Cervical cancer is cancer that starts in the cervix. The cervix is the lower part of the uterus (womb) that opens at the top of the vagina.
Cervical cancer starts in the cells on the surface of the cervix. There are 2 types of cells on the surface of the cervix, squamous and columnar. Most cervical cancers are from squamous cells.
Cervical cancer usually develops slowly. It starts as a precancerous condition called dysplasia. This condition can be detected by a Pap smear and is 100% treatable. It can take years for dysplasia to develop into cervical cancer. Most women who are diagnosed with cervical cancer today have not had regular Pap smears, or they have not followed up on abnormal Pap smear results.

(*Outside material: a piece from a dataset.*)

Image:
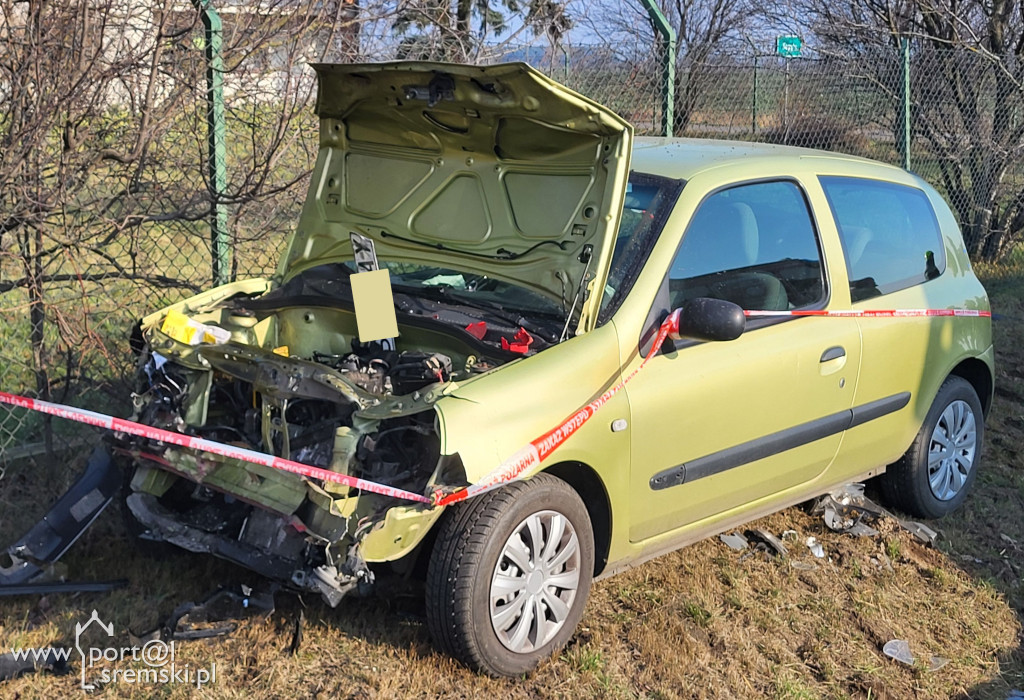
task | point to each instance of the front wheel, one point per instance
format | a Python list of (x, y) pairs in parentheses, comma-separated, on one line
[(932, 479), (510, 574)]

Almost all cervical cancers are caused by HPV (human papillomavirus). HPV is a common virus that is spread through sexual intercourse. There are many different types (strains) of HPV. Some strains lead to cervical cancer. Other strains can cause genital warts. Others do not cause any problems at all.
Cervical Cancer Risk Factors
A woman's sexual habits and patterns can increase her risk of developing cervical cancer. Risky sexual practices include:
- Having sex at an early age
- Having multiple sexual partners
- Having a partner or many partners who take part in high-risk sexual activities
Other risk factors for cervical cancer include:
- Not getting the HPV vaccine
- Being economically disadvantaged
- Having a mother who took the drug diethylstilbestrol (DES) during pregnancy in the early 1960s to prevent miscarriage
- Having a weakened immune system
Cervical Cancer Symptoms
Most of the time, early cervical cancer has no symptoms. Symptoms that may occur include:
- Abnormal vaginal bleeding between periods, after intercourse, or after menopause
- Vaginal discharge that does not stop, and may be pale, watery, pink, brown, bloody, or foul-smelling
- Periods that become heavier and last longer than usual
Cervical cancer may spread to the bladder, intestines, lungs, and liver. Often, there are no problems until the cancer is advanced and has spread. Symptoms of advanced cervical cancer may include:
- Back pain
- Bone pain or fractures
- Leaking of urine or feces from the vagina
- Leg pain
- Loss of appetite
- Pelvic pain
- Single swollen leg
- Weight loss
Cervical Cancer Diagnosis
Precancerous changes of the cervix and cervical cancer cannot be seen with the naked eye. Special tests and tools are needed to spot such conditions:
- A Pap smear screens for precancers and cancer, but does not make a final diagnosis.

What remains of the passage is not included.